Era un uomo di corporatura robusta, e quantunque avesse perso diversi chili negli ultimi mesi era ancora quello che si poteva definire un obeso medio. Perlomeno così lo avrebbe definito un dietologo. Aveva una fronte alta, occhi azzurro chiaro, e un piccolo naso. I capelli erano biondi e setosi, ma un’incipiente caduta cominciava a diradarglieli. Aveva tentato di contrastare la loro caduta con robuste dosi di un preparato, tuttavia la battaglia per il momento sembrava persa. Inoltre il preparato aveva alcune temibili controindicazioni, tra le quali la diminuzione, o sarebbe meglio dire l’azzeramento totale, del desiderio sessuale. Ma potremmo però eufemisticamente dire che per Casali questo non rappresentava un serio problema.
Ma perché devi scrivere queste cose? Non vedo cosa c’entri con il mio personaggio... E in quanto alla diminuzione del desiderio sessuale, portami tua sorella!

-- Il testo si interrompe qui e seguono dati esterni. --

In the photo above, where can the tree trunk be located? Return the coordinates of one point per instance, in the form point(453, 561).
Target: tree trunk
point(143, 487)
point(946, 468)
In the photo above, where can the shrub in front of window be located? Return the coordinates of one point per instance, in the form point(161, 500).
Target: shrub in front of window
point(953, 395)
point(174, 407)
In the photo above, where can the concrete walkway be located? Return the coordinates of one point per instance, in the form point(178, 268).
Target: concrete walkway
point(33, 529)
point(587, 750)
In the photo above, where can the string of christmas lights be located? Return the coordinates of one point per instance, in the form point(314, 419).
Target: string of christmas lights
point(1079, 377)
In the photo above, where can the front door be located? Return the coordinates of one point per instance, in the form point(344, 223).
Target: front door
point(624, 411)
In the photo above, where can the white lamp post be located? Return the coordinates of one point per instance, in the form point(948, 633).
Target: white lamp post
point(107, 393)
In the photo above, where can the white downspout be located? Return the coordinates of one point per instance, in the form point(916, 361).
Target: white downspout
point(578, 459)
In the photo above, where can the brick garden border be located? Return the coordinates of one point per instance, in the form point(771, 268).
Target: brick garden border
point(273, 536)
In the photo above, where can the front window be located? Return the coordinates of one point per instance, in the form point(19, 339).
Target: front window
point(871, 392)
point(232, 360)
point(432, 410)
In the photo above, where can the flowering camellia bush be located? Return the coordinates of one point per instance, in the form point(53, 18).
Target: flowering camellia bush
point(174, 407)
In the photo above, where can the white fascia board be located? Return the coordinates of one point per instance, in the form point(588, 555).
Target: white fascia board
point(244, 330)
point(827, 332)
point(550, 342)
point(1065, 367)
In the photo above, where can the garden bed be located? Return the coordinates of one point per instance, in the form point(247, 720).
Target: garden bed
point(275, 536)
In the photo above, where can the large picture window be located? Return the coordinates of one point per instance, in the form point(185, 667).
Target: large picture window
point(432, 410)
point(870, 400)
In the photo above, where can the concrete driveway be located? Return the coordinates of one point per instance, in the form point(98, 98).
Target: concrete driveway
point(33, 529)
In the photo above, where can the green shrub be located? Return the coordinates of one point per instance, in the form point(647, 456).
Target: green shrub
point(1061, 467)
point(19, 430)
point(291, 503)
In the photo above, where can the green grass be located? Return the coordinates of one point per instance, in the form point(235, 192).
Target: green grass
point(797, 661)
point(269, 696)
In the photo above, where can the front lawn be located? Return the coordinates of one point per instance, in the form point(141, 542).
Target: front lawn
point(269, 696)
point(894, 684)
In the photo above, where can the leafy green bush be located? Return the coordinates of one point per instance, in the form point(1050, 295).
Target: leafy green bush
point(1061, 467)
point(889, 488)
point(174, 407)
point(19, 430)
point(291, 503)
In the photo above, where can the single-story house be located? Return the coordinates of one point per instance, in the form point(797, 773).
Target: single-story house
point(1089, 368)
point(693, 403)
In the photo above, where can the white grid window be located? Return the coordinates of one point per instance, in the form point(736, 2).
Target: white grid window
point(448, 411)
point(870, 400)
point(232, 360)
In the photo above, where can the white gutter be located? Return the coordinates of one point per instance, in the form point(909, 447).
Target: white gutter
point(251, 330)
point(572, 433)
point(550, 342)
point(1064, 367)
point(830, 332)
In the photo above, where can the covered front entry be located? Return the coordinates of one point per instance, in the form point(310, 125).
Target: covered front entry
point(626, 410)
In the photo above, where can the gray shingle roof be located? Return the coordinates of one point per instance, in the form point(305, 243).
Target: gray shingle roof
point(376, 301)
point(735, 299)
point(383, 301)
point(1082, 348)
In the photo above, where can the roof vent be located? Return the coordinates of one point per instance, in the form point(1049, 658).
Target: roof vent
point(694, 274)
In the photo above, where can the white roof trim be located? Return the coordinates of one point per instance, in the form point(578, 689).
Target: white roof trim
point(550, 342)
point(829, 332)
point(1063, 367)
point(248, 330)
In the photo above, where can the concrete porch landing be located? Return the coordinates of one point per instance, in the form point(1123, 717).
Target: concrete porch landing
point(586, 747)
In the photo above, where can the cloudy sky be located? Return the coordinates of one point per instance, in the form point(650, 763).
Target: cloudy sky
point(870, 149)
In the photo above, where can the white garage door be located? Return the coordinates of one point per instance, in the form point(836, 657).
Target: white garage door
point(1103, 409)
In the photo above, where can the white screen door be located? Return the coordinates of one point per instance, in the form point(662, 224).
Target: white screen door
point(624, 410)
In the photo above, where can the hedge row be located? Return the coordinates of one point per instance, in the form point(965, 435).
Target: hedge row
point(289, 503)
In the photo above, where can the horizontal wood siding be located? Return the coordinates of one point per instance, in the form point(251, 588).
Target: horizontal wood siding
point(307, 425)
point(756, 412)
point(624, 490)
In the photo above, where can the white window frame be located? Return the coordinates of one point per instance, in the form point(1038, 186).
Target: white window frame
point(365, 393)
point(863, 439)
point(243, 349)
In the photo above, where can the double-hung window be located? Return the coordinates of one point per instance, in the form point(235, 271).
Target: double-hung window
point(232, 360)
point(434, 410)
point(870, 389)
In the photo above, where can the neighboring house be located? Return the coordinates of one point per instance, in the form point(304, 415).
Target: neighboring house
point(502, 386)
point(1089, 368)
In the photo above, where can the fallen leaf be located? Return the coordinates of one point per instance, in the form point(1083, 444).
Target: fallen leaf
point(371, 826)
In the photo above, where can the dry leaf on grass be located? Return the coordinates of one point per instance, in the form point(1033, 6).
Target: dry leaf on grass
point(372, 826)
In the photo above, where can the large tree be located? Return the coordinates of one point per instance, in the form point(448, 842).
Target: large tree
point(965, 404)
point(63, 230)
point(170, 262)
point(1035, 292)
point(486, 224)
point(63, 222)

Roberto, lo sai bene che non ho sorelle...
Comunque il punto è che non devi scrivere queste cose. Cancella subito l’ultima riga.
Non posso. Tutto quello che scrivo non può più essere cancellata, fa parte dell’esperimento.
Esigo che quella frase scompaia, o non si va più avanti!
Vabbé, ho capito, facciamo così: invito per piacere tutti i lettori a non tener conto dell’ultimo periodo. Contento adesso? Ehi, ma non è che per caso ha smesso di prendere le tue pillole? Guarda che potrebbe essere pericoloso interrompere di nuovo la cura… Va bene, va bene ho capito, la pianto qua. Riprendiamo.
Sentì un enorme buco allo stomaco. Era dal pranzo del giorno prima che non toccava cibo. Per colazione un cappuccino con cornetto non gli sarebbe dispiaciuto, ma anche dei biscotti e un buon caffè nero gli sarebbero andati bene. Frugò a casaccio tra le scatole di cartone – dopo lo sfratto aveva avuto la brillante idea di accatastare tutte le sue cose nel suo ufficio, così da trasformarlo in un magazzino da rigattiere – finché non trovò quella in cui aveva riposto i generi alimentari. Tra lo zucchero e la pasta trovò un pezzo di focaccia genovese. Era dura, di almeno una settimana, e verdolina di muffa.
«Ma che diamine!» si disse addentandola avidamente, aveva mangiato di peggio. Finito quel “lauto” pasto, aveva le mani tutte unte, e non pensò a niente di meglio per pulirsele che di strofinarsele sulla sua camicia. La vita era fatta di gradazioni per l’investigatore Casali, e la sua camicia di dieci giorni, in origine bianca e ora unta e tendente al grigio, ne era un esempio perfetto.